Jazz trumpeter and composer Wynton Marsalis has been commissioned to write a full scale, all-orchestral work by the Atlanta Symphony Orchestra, to be conducted by music director Robert Spano.
It’s been on the books for more than two years. The world premiere was originally scheduled for July 19, part of this summer’s National Black Arts Festival at Midtown’s Woodruff Arts Center, with repeat performances in November on the ASO’s main subscription series.
But in early June, Marsalis broke the news to the ASO: he wasn’t finished. The premiere was pushed back to November. The new work was be recorded by Telarc. It’s a co-commission by the ASO and Boston Symphony, with additional funding from the NBAF.
Not so fast.
This afternoon the ASO announced that the world premiere of Marsalis’ symphonic work has now been postponed until the 2009-10 season due to his delay in writing the work, and that a new date for the premiere will likely be part of the 2009-2010 season.

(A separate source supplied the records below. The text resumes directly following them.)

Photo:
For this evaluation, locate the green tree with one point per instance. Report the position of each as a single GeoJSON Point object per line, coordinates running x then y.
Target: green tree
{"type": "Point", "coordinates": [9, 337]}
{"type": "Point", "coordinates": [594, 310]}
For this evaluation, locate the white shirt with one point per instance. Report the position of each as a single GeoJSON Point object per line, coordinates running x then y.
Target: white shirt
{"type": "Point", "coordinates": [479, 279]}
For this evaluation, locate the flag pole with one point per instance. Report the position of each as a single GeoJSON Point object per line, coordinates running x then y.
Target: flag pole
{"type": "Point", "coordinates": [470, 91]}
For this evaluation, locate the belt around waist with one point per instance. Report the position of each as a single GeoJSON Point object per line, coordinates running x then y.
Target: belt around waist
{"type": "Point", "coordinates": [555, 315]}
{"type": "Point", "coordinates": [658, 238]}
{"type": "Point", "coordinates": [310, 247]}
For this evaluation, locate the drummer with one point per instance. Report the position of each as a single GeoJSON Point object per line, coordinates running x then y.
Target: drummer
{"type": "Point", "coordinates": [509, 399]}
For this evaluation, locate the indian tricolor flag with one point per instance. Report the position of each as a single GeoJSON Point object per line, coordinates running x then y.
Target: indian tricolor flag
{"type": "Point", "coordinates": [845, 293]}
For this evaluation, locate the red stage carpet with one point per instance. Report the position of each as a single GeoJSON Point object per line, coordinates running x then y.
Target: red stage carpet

The new work is tentatively called “An American Symphony.” All along, Marsalis has been curiously silent about progress on what’s been billed as a 40-minute, six-movement symphony, where each movement evokes an indigenous American style of music, from ragtime to the blues to 4/4 swing. This will be his first score for purely orchestral forces, without Marsalis’ on-stage participation and with no jazz combo in the mix.